Additional DOC: If a capsule is physically removed or unresponsive, outside of Satellite 6 itself, creation of repos may hang indefinitely. The solution for this is to resolve the situation with the unresponsive capsule, removing it from the list of available capsules, if necessary. After this, use dynflow to cancel the process.
Created redmine issue http://projects.theforeman.org/issues/10009 from this bug
This was actually fixed as part of http://projects.theforeman.org/issues/10229 and https://bugzilla.redhat.com/show_bug.cgi?id=1192500 Moving to modified.

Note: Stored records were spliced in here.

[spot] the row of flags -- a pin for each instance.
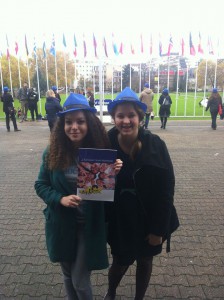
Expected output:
(123, 48)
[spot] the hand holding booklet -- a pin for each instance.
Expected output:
(96, 174)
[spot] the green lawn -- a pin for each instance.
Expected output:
(181, 108)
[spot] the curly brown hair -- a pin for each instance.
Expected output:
(62, 151)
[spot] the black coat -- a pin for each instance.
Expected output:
(143, 199)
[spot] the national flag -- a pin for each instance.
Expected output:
(84, 46)
(44, 50)
(121, 48)
(142, 47)
(64, 41)
(182, 47)
(200, 50)
(105, 46)
(16, 47)
(27, 51)
(75, 44)
(210, 47)
(7, 42)
(94, 45)
(150, 46)
(35, 49)
(132, 49)
(160, 48)
(192, 49)
(170, 46)
(114, 45)
(52, 49)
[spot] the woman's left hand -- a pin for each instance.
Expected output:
(154, 240)
(118, 165)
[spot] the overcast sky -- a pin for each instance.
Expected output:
(125, 18)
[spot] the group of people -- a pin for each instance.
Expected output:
(139, 220)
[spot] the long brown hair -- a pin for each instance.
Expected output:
(136, 147)
(62, 152)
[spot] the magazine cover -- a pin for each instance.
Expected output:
(96, 176)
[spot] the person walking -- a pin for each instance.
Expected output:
(52, 107)
(75, 229)
(23, 97)
(164, 110)
(146, 97)
(213, 105)
(57, 95)
(142, 215)
(8, 109)
(32, 103)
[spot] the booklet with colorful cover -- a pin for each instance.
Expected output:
(96, 175)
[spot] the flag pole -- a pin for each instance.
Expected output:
(177, 90)
(19, 72)
(206, 69)
(168, 73)
(140, 77)
(185, 98)
(1, 73)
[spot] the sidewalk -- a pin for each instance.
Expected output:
(194, 269)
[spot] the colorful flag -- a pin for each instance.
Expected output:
(27, 51)
(160, 48)
(94, 45)
(121, 48)
(182, 47)
(132, 49)
(170, 46)
(150, 45)
(142, 47)
(52, 49)
(114, 45)
(75, 44)
(35, 49)
(84, 46)
(64, 41)
(7, 42)
(16, 47)
(210, 47)
(105, 46)
(44, 50)
(192, 49)
(200, 50)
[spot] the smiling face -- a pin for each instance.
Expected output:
(126, 120)
(76, 126)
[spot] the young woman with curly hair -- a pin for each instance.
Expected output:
(75, 229)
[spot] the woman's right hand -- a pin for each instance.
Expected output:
(70, 201)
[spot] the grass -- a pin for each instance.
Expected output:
(181, 108)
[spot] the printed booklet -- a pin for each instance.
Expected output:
(96, 175)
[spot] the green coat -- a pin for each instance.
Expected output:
(61, 226)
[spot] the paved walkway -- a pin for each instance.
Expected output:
(194, 269)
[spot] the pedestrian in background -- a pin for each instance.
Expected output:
(32, 103)
(52, 107)
(146, 97)
(23, 97)
(213, 105)
(164, 110)
(142, 215)
(75, 229)
(8, 109)
(57, 95)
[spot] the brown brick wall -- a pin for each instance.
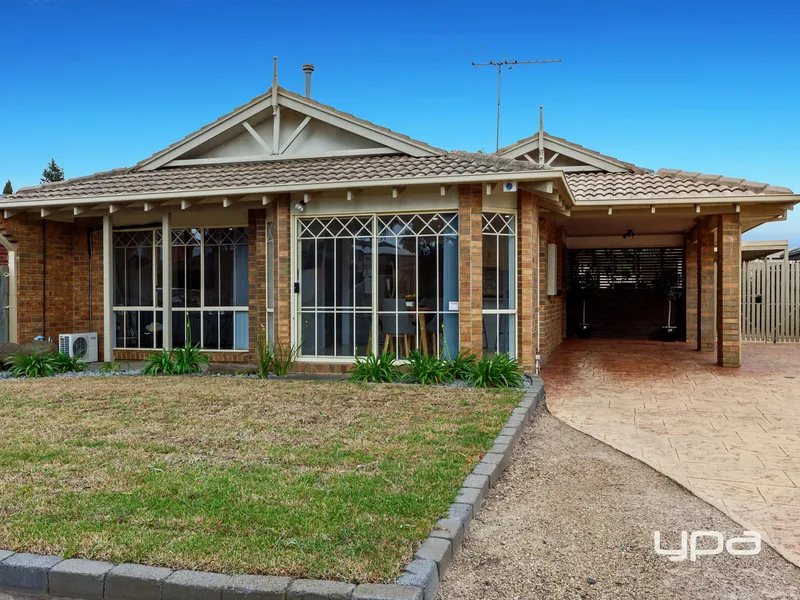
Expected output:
(527, 232)
(470, 276)
(53, 277)
(282, 270)
(705, 288)
(257, 274)
(691, 270)
(551, 307)
(729, 343)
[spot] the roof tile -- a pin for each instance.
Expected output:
(667, 183)
(273, 173)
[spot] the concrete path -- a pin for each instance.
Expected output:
(573, 518)
(730, 436)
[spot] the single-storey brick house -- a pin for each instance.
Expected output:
(344, 237)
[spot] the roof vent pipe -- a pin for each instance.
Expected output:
(308, 70)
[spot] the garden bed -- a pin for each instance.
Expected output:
(321, 480)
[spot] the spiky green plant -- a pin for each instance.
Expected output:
(284, 356)
(114, 367)
(32, 365)
(426, 369)
(498, 371)
(462, 365)
(266, 355)
(375, 369)
(63, 363)
(159, 363)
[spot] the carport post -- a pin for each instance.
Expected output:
(690, 253)
(166, 280)
(705, 286)
(729, 265)
(108, 326)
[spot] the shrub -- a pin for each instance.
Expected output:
(63, 363)
(266, 356)
(32, 365)
(375, 369)
(159, 363)
(498, 371)
(283, 357)
(188, 360)
(114, 367)
(427, 369)
(462, 365)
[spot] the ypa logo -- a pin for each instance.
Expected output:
(751, 539)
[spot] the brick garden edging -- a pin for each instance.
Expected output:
(98, 580)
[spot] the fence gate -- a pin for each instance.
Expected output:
(771, 301)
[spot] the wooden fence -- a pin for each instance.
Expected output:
(771, 301)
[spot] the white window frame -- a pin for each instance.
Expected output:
(183, 309)
(509, 230)
(156, 241)
(374, 310)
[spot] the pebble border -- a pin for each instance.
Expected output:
(97, 580)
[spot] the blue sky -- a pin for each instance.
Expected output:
(701, 86)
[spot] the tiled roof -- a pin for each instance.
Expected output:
(666, 183)
(289, 94)
(272, 173)
(524, 141)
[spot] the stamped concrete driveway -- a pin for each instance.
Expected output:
(730, 436)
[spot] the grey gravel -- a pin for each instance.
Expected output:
(571, 510)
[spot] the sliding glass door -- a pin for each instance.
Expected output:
(352, 304)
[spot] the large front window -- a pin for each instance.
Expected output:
(499, 264)
(209, 288)
(407, 299)
(137, 289)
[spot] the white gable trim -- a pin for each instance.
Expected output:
(388, 142)
(591, 159)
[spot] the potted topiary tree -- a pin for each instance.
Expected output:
(584, 285)
(667, 287)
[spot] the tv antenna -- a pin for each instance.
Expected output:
(500, 65)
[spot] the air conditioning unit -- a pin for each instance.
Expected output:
(79, 344)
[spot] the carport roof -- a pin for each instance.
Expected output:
(666, 183)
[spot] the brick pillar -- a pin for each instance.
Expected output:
(705, 287)
(470, 281)
(257, 274)
(527, 233)
(282, 240)
(691, 270)
(729, 341)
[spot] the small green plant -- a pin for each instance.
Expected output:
(63, 363)
(114, 367)
(180, 361)
(266, 355)
(375, 369)
(283, 356)
(498, 371)
(159, 363)
(188, 360)
(427, 370)
(32, 365)
(462, 365)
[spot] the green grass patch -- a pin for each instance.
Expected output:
(320, 480)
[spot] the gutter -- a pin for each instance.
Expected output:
(296, 187)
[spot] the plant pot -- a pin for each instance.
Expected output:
(669, 333)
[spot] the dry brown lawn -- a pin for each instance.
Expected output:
(331, 480)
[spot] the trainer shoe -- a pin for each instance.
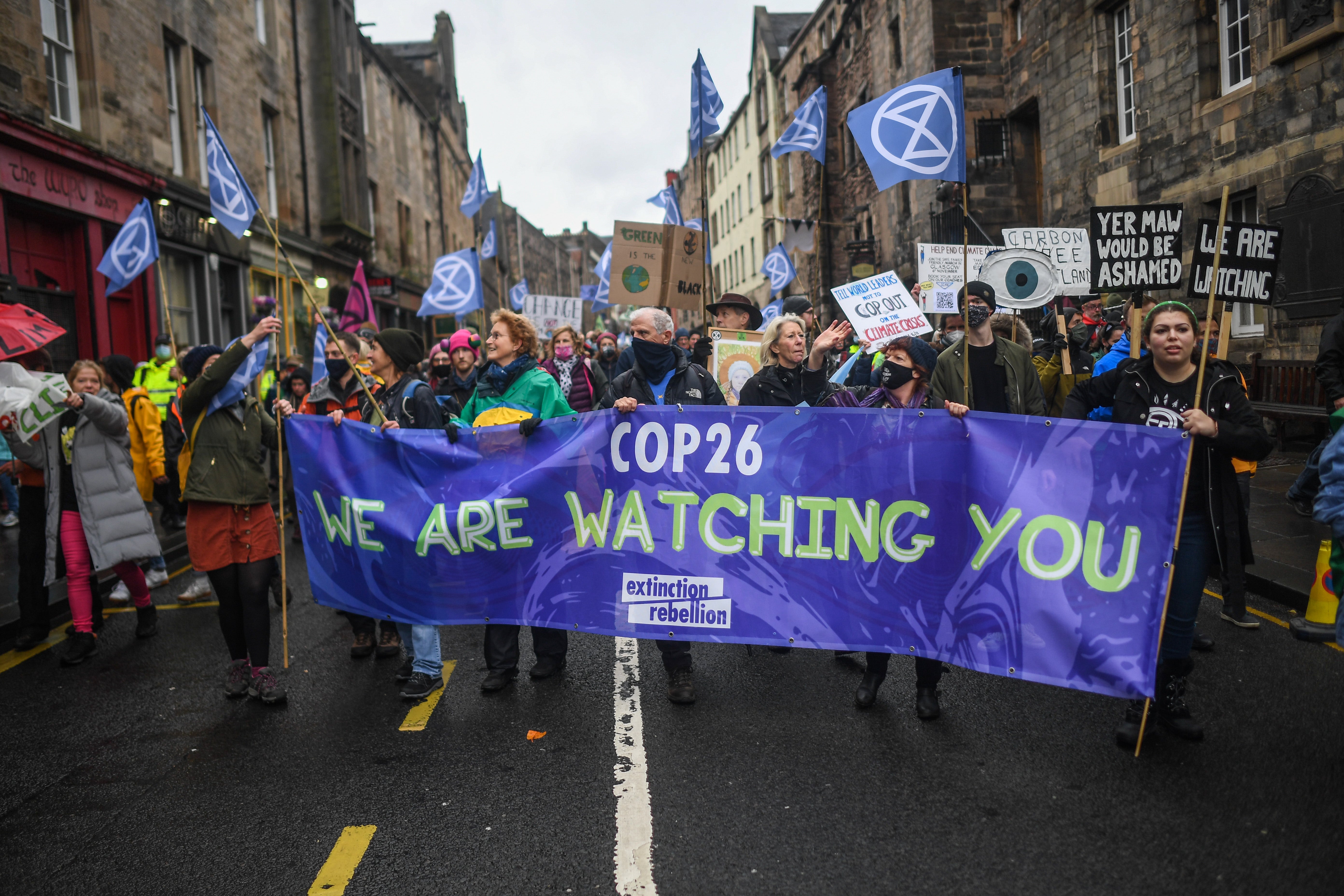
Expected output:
(421, 684)
(264, 686)
(120, 596)
(80, 648)
(238, 679)
(198, 590)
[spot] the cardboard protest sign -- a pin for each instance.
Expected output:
(881, 309)
(940, 275)
(736, 359)
(1069, 250)
(656, 265)
(1246, 268)
(29, 401)
(550, 312)
(1136, 248)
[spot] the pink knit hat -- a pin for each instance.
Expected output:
(463, 339)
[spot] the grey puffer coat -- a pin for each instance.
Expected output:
(116, 523)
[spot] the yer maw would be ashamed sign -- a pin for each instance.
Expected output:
(1136, 246)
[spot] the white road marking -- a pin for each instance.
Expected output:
(634, 815)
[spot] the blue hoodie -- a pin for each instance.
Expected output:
(1109, 362)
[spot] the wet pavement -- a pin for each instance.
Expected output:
(134, 774)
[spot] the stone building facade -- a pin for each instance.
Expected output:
(341, 140)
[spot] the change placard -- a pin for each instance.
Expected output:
(1136, 248)
(1069, 250)
(1246, 268)
(881, 309)
(940, 275)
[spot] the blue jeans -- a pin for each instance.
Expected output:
(421, 645)
(1193, 561)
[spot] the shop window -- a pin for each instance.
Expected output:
(58, 46)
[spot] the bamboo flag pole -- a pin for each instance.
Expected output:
(1190, 456)
(331, 334)
(283, 307)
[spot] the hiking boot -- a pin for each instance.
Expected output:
(264, 686)
(364, 645)
(147, 621)
(389, 644)
(499, 679)
(80, 648)
(1173, 713)
(421, 684)
(1127, 733)
(238, 679)
(546, 667)
(682, 687)
(198, 590)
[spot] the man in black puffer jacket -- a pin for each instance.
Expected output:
(663, 375)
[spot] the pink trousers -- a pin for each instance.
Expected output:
(80, 567)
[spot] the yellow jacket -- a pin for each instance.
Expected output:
(147, 440)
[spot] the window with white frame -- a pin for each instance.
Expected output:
(1124, 73)
(58, 48)
(174, 108)
(268, 131)
(1234, 19)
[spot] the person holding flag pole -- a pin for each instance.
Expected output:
(1167, 389)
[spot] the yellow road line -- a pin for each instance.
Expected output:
(420, 714)
(341, 866)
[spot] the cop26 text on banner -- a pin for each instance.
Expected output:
(916, 132)
(881, 309)
(760, 526)
(1136, 246)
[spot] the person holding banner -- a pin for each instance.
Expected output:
(1003, 378)
(904, 383)
(1159, 390)
(95, 515)
(515, 390)
(232, 532)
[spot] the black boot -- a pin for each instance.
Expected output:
(868, 691)
(147, 621)
(1173, 713)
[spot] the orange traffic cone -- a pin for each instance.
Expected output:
(1322, 604)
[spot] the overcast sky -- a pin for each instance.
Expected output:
(581, 107)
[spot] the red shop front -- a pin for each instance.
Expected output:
(62, 206)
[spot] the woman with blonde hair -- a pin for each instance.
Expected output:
(95, 515)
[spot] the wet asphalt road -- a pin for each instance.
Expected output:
(134, 774)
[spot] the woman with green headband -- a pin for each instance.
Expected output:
(1159, 390)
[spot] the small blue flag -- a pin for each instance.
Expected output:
(319, 355)
(135, 249)
(916, 132)
(706, 104)
(604, 281)
(518, 295)
(808, 132)
(667, 201)
(488, 244)
(769, 314)
(246, 373)
(779, 268)
(230, 199)
(456, 287)
(476, 190)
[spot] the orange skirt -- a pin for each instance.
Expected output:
(220, 535)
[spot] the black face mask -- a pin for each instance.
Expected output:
(896, 375)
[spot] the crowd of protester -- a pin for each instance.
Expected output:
(138, 437)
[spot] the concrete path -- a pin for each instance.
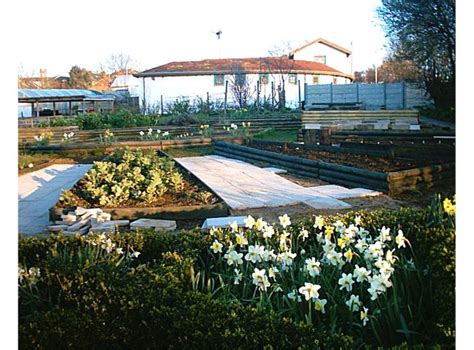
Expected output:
(40, 190)
(242, 185)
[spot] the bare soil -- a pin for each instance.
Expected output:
(355, 160)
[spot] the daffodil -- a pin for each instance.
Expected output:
(238, 276)
(348, 255)
(233, 258)
(310, 291)
(249, 222)
(241, 240)
(304, 234)
(449, 207)
(358, 220)
(329, 230)
(318, 222)
(260, 224)
(354, 303)
(313, 267)
(260, 279)
(385, 234)
(272, 271)
(361, 274)
(268, 231)
(400, 239)
(346, 281)
(319, 305)
(234, 226)
(284, 220)
(364, 316)
(216, 247)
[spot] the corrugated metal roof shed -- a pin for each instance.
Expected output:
(25, 95)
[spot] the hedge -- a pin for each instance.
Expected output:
(84, 301)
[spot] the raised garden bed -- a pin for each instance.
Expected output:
(136, 188)
(384, 175)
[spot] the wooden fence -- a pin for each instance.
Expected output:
(369, 96)
(391, 182)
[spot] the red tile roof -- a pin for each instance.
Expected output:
(276, 65)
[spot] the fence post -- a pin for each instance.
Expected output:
(299, 95)
(273, 96)
(225, 99)
(404, 95)
(330, 90)
(258, 95)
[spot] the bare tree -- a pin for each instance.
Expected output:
(240, 87)
(279, 66)
(118, 63)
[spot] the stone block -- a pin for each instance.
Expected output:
(58, 228)
(223, 222)
(104, 227)
(69, 217)
(158, 225)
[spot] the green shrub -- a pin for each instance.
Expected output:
(78, 296)
(122, 118)
(128, 177)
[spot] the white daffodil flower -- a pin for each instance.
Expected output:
(249, 222)
(260, 279)
(361, 274)
(284, 220)
(234, 226)
(241, 240)
(385, 234)
(310, 291)
(233, 258)
(135, 255)
(354, 303)
(346, 281)
(358, 220)
(272, 271)
(319, 305)
(268, 231)
(318, 222)
(313, 267)
(364, 316)
(304, 233)
(216, 247)
(400, 239)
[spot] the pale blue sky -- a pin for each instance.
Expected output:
(153, 33)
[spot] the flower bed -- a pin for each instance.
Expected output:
(393, 182)
(153, 290)
(132, 183)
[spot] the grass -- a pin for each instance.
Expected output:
(277, 135)
(190, 151)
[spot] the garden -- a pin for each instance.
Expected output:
(361, 279)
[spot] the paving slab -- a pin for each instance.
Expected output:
(223, 222)
(40, 190)
(242, 185)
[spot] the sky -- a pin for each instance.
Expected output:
(157, 32)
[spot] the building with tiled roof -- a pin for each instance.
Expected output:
(317, 62)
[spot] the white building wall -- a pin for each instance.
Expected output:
(334, 58)
(192, 87)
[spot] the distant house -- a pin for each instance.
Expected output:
(317, 62)
(127, 83)
(54, 102)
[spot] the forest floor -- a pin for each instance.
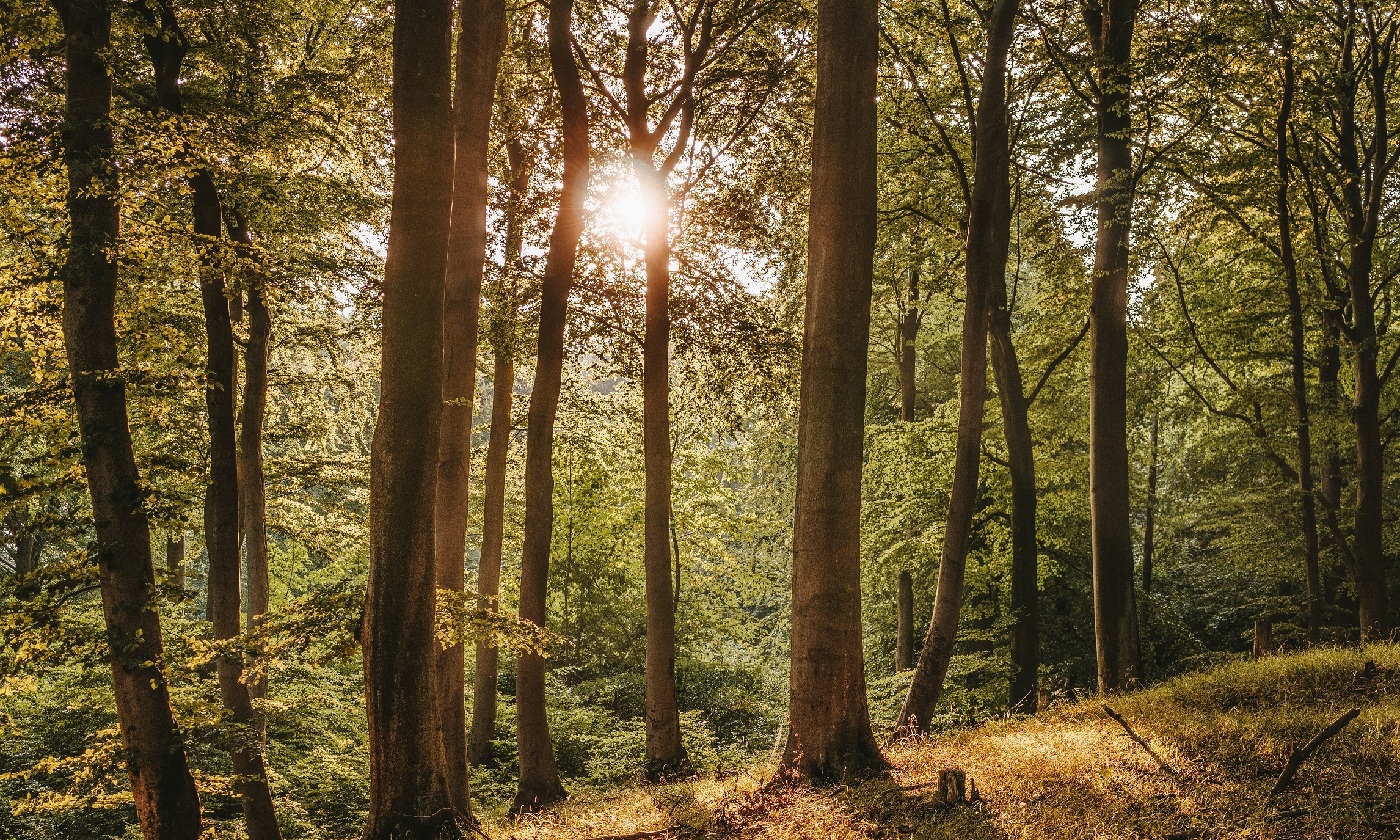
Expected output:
(1222, 737)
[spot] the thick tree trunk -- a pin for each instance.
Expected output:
(989, 234)
(665, 753)
(167, 804)
(489, 571)
(1298, 356)
(1021, 457)
(221, 534)
(909, 324)
(539, 784)
(175, 559)
(905, 633)
(830, 734)
(408, 784)
(479, 44)
(1150, 525)
(252, 486)
(1115, 613)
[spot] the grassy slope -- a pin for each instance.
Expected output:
(1073, 772)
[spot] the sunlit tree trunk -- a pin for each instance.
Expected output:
(539, 783)
(1110, 38)
(163, 790)
(479, 44)
(989, 223)
(829, 735)
(408, 780)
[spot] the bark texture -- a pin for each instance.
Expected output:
(1115, 615)
(408, 784)
(829, 735)
(989, 233)
(167, 804)
(479, 44)
(539, 784)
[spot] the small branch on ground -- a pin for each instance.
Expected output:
(1298, 756)
(1140, 741)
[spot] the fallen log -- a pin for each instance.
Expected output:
(1140, 741)
(1298, 756)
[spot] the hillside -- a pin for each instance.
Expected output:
(1073, 772)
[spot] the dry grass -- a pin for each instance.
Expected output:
(1073, 773)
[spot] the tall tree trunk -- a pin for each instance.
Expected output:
(167, 804)
(829, 735)
(252, 486)
(905, 633)
(1150, 527)
(539, 784)
(497, 452)
(989, 235)
(175, 559)
(479, 44)
(909, 324)
(1021, 457)
(167, 46)
(489, 571)
(1115, 613)
(408, 780)
(1298, 359)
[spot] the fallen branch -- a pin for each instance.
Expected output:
(1298, 756)
(1140, 742)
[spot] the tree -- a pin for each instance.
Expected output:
(989, 234)
(479, 44)
(1115, 616)
(829, 735)
(539, 784)
(408, 784)
(167, 804)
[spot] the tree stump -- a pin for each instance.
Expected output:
(1263, 639)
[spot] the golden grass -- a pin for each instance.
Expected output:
(1073, 773)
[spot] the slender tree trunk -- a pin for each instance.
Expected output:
(905, 637)
(1025, 602)
(167, 46)
(1115, 615)
(1150, 527)
(480, 41)
(539, 784)
(489, 571)
(167, 804)
(909, 324)
(408, 780)
(989, 235)
(175, 559)
(829, 735)
(252, 486)
(1298, 359)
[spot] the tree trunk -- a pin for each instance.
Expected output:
(1298, 357)
(167, 804)
(175, 559)
(909, 324)
(408, 784)
(1150, 527)
(489, 571)
(480, 41)
(539, 784)
(989, 235)
(167, 45)
(1115, 615)
(1021, 457)
(830, 734)
(252, 487)
(905, 637)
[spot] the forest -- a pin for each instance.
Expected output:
(627, 419)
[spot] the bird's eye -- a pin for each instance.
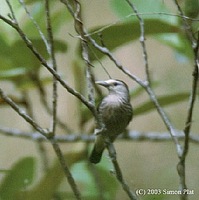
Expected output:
(115, 83)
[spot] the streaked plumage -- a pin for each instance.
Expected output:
(115, 111)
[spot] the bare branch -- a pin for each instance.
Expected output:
(66, 169)
(23, 114)
(142, 40)
(118, 172)
(54, 65)
(49, 68)
(82, 137)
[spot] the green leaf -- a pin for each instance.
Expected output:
(120, 34)
(19, 60)
(163, 100)
(20, 176)
(84, 176)
(51, 180)
(59, 16)
(148, 8)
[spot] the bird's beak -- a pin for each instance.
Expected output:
(103, 83)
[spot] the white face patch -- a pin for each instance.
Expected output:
(111, 81)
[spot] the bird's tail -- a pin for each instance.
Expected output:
(96, 155)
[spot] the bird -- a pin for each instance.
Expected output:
(115, 112)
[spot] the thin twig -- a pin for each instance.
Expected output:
(188, 124)
(142, 40)
(48, 67)
(66, 169)
(36, 25)
(54, 65)
(147, 87)
(23, 114)
(118, 172)
(82, 137)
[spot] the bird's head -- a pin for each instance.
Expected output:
(116, 87)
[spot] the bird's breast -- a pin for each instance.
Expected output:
(115, 113)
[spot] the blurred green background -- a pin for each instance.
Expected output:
(145, 164)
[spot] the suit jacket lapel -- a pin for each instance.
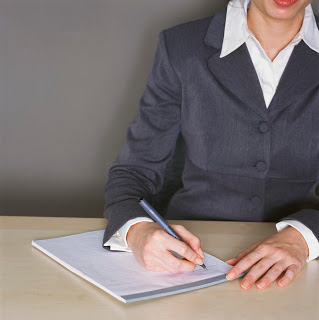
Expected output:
(235, 71)
(300, 75)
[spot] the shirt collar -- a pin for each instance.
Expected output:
(236, 30)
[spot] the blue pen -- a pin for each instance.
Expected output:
(161, 221)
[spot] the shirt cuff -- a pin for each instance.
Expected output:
(118, 240)
(312, 241)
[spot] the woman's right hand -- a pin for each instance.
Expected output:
(151, 246)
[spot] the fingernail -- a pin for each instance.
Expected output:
(201, 253)
(230, 276)
(261, 284)
(282, 283)
(230, 260)
(245, 284)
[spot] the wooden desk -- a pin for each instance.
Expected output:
(36, 287)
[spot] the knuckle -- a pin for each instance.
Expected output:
(260, 267)
(279, 252)
(196, 240)
(277, 270)
(182, 249)
(156, 235)
(263, 247)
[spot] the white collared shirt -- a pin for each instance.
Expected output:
(269, 72)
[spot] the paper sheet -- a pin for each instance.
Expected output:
(120, 274)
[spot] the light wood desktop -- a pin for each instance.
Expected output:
(36, 287)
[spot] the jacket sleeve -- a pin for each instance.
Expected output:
(307, 216)
(138, 170)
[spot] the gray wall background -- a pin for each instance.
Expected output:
(72, 73)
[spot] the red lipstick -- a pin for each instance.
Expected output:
(285, 3)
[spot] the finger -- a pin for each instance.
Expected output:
(256, 272)
(288, 276)
(271, 275)
(182, 249)
(245, 263)
(242, 254)
(192, 240)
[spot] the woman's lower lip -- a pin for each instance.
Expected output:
(285, 3)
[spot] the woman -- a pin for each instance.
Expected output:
(242, 89)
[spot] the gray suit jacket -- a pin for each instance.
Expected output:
(241, 160)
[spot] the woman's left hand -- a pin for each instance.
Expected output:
(285, 251)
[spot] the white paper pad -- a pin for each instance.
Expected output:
(120, 274)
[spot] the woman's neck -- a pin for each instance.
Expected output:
(273, 34)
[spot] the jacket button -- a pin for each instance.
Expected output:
(263, 127)
(256, 201)
(261, 165)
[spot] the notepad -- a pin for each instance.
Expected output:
(120, 274)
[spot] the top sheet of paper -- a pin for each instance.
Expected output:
(120, 274)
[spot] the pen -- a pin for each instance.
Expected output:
(161, 221)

VERIFIED: # rpm -qa | grep foreman foreman-1.7.2.21-1.el7sat.noarch ruby193-rubygem-foreman_discovery-2.0.0.13-1.el7sat.noarch foreman-libvirt-1.7.2.21-1.el7sat.noarch ruby193-rubygem-foreman_gutterball-0.0.1.9-1.el7sat.noarch foreman-postgresql-1.7.2.21-1.el7sat.noarch ruby193-rubygem-foreman_bootdisk-4.0.2.13-1.el7sat.noarch dell-pem710-01.rhts.eng.bos.redhat.com-foreman-proxy-client-1.0-1.noarch foreman-ovirt-1.7.2.21-1.el7sat.noarch rubygem-hammer_cli_foreman-0.1.4.11-1.el7sat.noarch foreman-selinux-1.7.2.13-1.el7sat.noarch foreman-gce-1.7.2.21-1.el7sat.noarch ruby193-rubygem-foreman-redhat_access-0.1.0-1.el7sat.noarch ruby193-rubygem-foreman-tasks-0.6.12.5-1.el7sat.noarch rubygem-hammer_cli_foreman_tasks-0.0.3.4-1.el7sat.noarch rubygem-hammer_cli_foreman_docker-0.0.3.6-1.el7sat.noarch ruby193-rubygem-foreman_docker-1.2.0.12-1.el7sat.noarch ruby193-rubygem-foreman_hooks-0.3.7-2.el7sat.noarch rubygem-hammer_cli_foreman_bootdisk-0.1.2.7-1.el7sat.noarch foreman-proxy-1.7.2.4-1.el7sat.noarch dell-pem710-01.rhts.eng.bos.redhat.com-foreman-client-1.0-1.noarch dell-pem710-01.rhts.eng.bos.redhat.com-foreman-proxy-1.0-2.noarch foreman-vmware-1.7.2.21-1.el7sat.noarch rubygem-hammer_cli_foreman_discovery-0.0.1.10-1.el7sat.noarch foreman-compute-1.7.2.21-1.el7sat.noarch foreman-debug-1.7.2.21-1.el7sat.noarch steps: 1. Create and sync a capsule -- generally assure it is working. 2. ifdown eth0 on capsule 3. Create a product, "foobar" 4. Attempt to add rpm repo to product "foobar" 5. Repo added successfully
This bug is slated to be released with Satellite 6.1.
This bug was fixed in version 6.1.1 of Satellite which was released on 12 August, 2015.